My buddy sent me these pics of a fish he caught Sunday at Lake Conroe.
He said it was in 40ft of water caught on rod and reel using a minnow. Fish was let go.
Looks like a lot of fun!!!!


----------



## hookncook (Oct 10, 2006)

Nice fish


----------



## neckdeep (Oct 12, 2004)

that's an old johnson he has on that boat

nice fish


----------



## txred (Feb 24, 2006)

Sweeeeeeet Fishy!!!!!!!!!!!!!


----------



## Cat O' Lies (May 21, 2004)

I fished Conroe Sunday also with little luck. Just 2 12+ cats for the day! The weather was awesome and the boat ran perfect!


----------



## olcob (Feb 7, 2007)

I would say thats a early 70s outboard maybe 72 or 73.


----------



## McBuck (Mar 24, 2006)

Awesome kitty! That must have been one heck of a minnow!


----------



## Captain Dave (Jul 19, 2006)

Fine catch there. I was on the lake this past sat looking for a sheltered cove. About 20 fish on the finder and then the winds kicked in about 30 knots. Time to head in. I had a few fam members who could not go on Sunday. I will pass the Sunday fish over to em... LOL


----------



## TXPalerider (May 21, 2004)

Nice CPR for sure!!


----------



## Beto (Jun 30, 2006)

*Old Johnson*

He said it's 1976 70Hrs Johnson on a '75 Boston Whaler.

I have fished out of that boat and the motor runs like it's brand new.



neckdeep said:


> that's an old johnson he has on that boat
> 
> nice fish


----------



## Quint (Oct 20, 2006)

Nice


----------



## biki1121 (Jul 3, 2005)

Man, that's the way to go on any east Texas lake!
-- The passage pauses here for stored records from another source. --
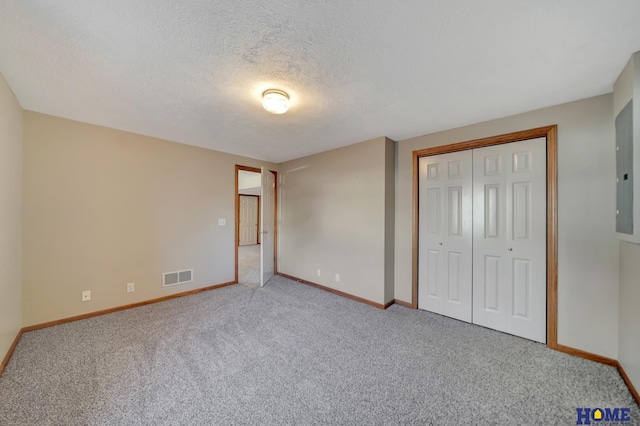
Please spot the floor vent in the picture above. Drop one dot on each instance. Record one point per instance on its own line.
(178, 277)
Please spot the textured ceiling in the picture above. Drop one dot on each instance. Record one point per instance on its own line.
(193, 71)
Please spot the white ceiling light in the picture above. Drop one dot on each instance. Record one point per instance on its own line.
(275, 101)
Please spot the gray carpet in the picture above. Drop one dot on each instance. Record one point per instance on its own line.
(249, 265)
(291, 354)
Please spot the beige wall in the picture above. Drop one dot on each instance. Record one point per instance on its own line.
(333, 208)
(103, 208)
(629, 335)
(390, 218)
(587, 246)
(10, 217)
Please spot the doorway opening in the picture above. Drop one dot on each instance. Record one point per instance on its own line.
(255, 233)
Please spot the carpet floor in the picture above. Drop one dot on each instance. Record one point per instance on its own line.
(292, 354)
(249, 265)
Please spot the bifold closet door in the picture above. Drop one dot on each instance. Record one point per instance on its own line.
(445, 234)
(509, 238)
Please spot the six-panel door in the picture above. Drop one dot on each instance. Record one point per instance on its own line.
(509, 238)
(504, 268)
(445, 238)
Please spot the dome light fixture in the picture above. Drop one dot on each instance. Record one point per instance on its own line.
(275, 101)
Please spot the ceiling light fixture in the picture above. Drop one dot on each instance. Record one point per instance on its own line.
(275, 101)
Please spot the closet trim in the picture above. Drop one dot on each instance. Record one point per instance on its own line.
(548, 132)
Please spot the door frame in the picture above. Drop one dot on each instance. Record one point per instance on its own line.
(550, 133)
(258, 227)
(237, 217)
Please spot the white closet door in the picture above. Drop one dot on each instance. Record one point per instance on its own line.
(445, 240)
(509, 238)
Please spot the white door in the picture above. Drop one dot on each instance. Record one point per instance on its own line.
(509, 238)
(445, 239)
(267, 226)
(248, 220)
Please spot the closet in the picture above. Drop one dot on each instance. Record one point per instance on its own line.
(482, 236)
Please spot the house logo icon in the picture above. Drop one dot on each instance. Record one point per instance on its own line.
(588, 416)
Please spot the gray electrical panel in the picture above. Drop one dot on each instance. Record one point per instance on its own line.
(624, 170)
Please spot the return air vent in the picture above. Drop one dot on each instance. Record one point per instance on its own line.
(178, 277)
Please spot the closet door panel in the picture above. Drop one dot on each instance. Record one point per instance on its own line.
(509, 238)
(445, 236)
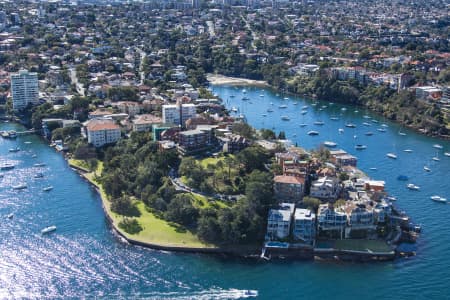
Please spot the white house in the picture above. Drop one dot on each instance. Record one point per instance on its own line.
(101, 132)
(279, 221)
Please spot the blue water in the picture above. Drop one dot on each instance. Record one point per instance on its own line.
(84, 258)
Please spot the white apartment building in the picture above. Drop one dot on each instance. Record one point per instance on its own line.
(305, 226)
(24, 89)
(279, 221)
(171, 113)
(102, 132)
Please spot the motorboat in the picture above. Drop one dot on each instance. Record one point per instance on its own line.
(391, 155)
(48, 188)
(438, 199)
(413, 187)
(19, 186)
(6, 166)
(329, 144)
(48, 229)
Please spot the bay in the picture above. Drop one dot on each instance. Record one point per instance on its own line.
(84, 258)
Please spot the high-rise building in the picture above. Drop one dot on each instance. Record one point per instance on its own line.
(24, 89)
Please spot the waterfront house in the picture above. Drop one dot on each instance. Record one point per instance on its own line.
(289, 188)
(279, 221)
(325, 188)
(102, 132)
(331, 221)
(304, 226)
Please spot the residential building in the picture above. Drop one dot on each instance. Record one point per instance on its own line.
(24, 89)
(304, 226)
(325, 188)
(289, 188)
(279, 221)
(102, 132)
(171, 113)
(330, 220)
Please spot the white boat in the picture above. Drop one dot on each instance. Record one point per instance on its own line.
(19, 186)
(391, 155)
(48, 188)
(330, 144)
(413, 187)
(438, 199)
(313, 132)
(6, 166)
(48, 229)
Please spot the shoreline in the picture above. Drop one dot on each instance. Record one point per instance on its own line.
(218, 79)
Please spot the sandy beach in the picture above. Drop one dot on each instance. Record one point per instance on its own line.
(221, 79)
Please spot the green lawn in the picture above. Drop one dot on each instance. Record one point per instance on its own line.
(155, 230)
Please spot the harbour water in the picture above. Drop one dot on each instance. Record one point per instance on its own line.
(83, 257)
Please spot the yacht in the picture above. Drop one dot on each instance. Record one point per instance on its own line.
(413, 187)
(19, 186)
(48, 229)
(391, 155)
(6, 166)
(329, 144)
(47, 188)
(438, 199)
(313, 132)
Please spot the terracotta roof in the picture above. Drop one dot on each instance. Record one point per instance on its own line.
(96, 125)
(288, 179)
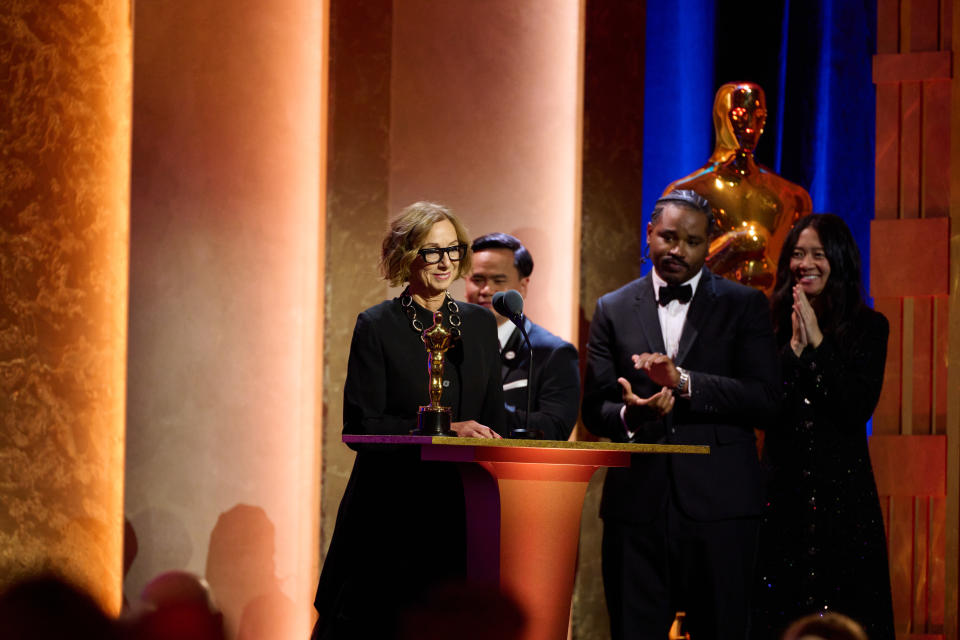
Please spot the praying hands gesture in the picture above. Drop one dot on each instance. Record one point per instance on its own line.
(806, 330)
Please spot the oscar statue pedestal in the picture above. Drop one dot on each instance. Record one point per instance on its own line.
(524, 499)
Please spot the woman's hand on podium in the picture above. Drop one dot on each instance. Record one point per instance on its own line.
(473, 429)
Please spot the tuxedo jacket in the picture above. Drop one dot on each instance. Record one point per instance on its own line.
(554, 389)
(728, 347)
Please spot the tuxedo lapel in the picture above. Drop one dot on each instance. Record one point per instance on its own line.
(646, 305)
(513, 352)
(700, 307)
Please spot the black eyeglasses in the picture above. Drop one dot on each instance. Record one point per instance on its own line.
(434, 255)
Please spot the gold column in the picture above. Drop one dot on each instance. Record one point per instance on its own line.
(64, 227)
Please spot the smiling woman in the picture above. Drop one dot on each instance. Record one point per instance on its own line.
(822, 543)
(386, 383)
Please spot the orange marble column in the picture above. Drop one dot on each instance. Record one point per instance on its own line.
(917, 193)
(486, 118)
(64, 225)
(227, 240)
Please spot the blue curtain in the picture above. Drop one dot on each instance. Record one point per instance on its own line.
(814, 61)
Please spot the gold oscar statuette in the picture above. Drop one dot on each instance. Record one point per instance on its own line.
(754, 207)
(434, 419)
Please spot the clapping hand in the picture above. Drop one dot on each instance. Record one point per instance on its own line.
(473, 429)
(661, 402)
(806, 329)
(658, 367)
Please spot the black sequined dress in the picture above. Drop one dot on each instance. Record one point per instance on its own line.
(822, 542)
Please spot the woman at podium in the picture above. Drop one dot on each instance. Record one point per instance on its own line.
(401, 525)
(822, 542)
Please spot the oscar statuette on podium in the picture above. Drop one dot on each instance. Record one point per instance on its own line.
(434, 419)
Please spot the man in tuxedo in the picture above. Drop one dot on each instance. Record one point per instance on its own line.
(681, 356)
(501, 262)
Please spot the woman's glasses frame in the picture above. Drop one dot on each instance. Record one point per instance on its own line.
(433, 255)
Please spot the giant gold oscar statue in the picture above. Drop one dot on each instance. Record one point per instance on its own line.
(754, 207)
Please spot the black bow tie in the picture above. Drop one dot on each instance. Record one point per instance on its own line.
(681, 293)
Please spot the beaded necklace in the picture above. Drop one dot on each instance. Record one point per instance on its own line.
(406, 302)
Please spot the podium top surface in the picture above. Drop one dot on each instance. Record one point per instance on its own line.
(533, 444)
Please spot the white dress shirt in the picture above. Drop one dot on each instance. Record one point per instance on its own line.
(673, 315)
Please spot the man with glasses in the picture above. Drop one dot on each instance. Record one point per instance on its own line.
(501, 262)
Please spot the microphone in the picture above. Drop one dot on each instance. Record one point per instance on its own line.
(509, 304)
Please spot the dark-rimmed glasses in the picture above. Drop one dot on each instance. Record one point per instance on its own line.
(433, 255)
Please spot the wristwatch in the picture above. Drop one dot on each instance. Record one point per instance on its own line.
(683, 386)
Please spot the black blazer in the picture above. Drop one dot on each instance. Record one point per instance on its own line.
(728, 347)
(555, 389)
(394, 502)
Find the deepest water you can and have a little patience. When them big kitties jump on, just hang on and bring a camera! Heck of a catch and nothing like a good old Johnson that a man can still work on himself!


----------



## Catfish (May 21, 2004)

That is a purdy Hawg there -- Good jop on the CPR


----------



## CFARMS (Apr 22, 2005)

Neat boat, nice pics, and a great fish. Congrats on the CPR, she'll probably drop a gazillion eggs next month. GC.


----------